What I am saying is that there is an art to digital printmaking which
is no easier than the art of silk screen printing, Cibachrome
printing, lithography printing, or platinum printing. The better the
technology gets the higher the bar is for the printmaker to
distinguish himself from everyone else. Yes, the technology gets a lot
better, it all depends on what you are used to looking at how far you
need or want to go, and who your clients are. Photo literature has
always been full of marketing of this system or that system or this
new paper or this new film, to make the job easy. That never happens.

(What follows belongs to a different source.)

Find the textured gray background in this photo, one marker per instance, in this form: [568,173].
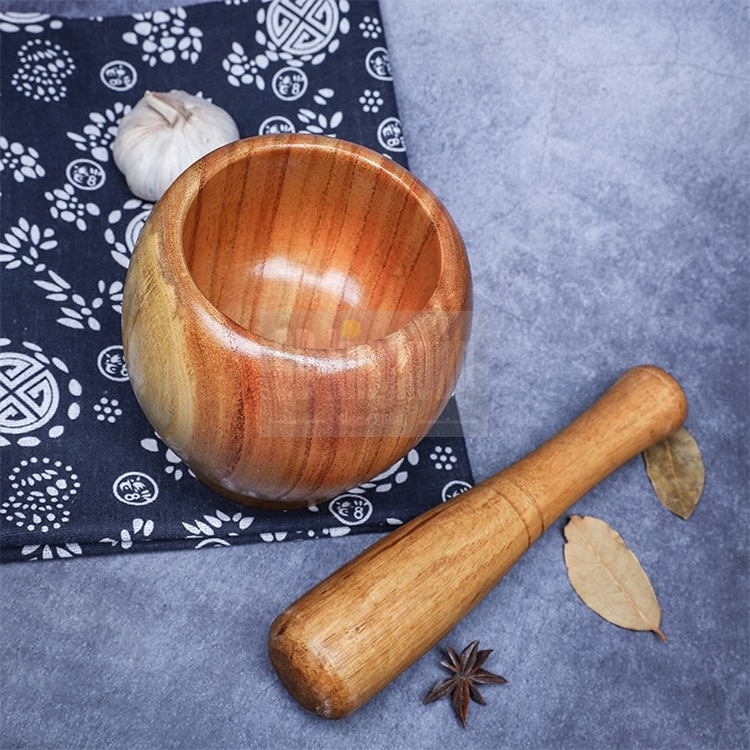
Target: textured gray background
[595,158]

Printing from a perfectly conceived and interpreted file is a huge
luxury that most of us do not have unfortunately. 90% of what people
pay me to do is to interpret their files, or translate them, however
you want to look at, into a specific medium - a specific ink-media
combination with a look suitable to that persons vision and
personality for that particular context. Every image is different and
very rarely is a file "finished" when it is ready to be output. Almost
never in my experience.

For black and white I find critical curve shapes and level adjustmets
and dodging and burning zones within the area is usually necessary for
the finest result, whether that be from the best drum scan or a sad
noisy digital camera file. That experience is gained not by a 4 day
workshop but by years of looking at and refining images and learning
to "see" things. The negative is the score and the print is the
performance. If we all had the same file to work from we could have
multiple performances, many may be equally valad, many similar, but
rarely would they all be the same. If that were the case I wouln't
want to be involved in this at all. Everything would be a mechanical
rendering of a pre-existing file. Now that would be boring beyond
belief. We could just create a robot do it all.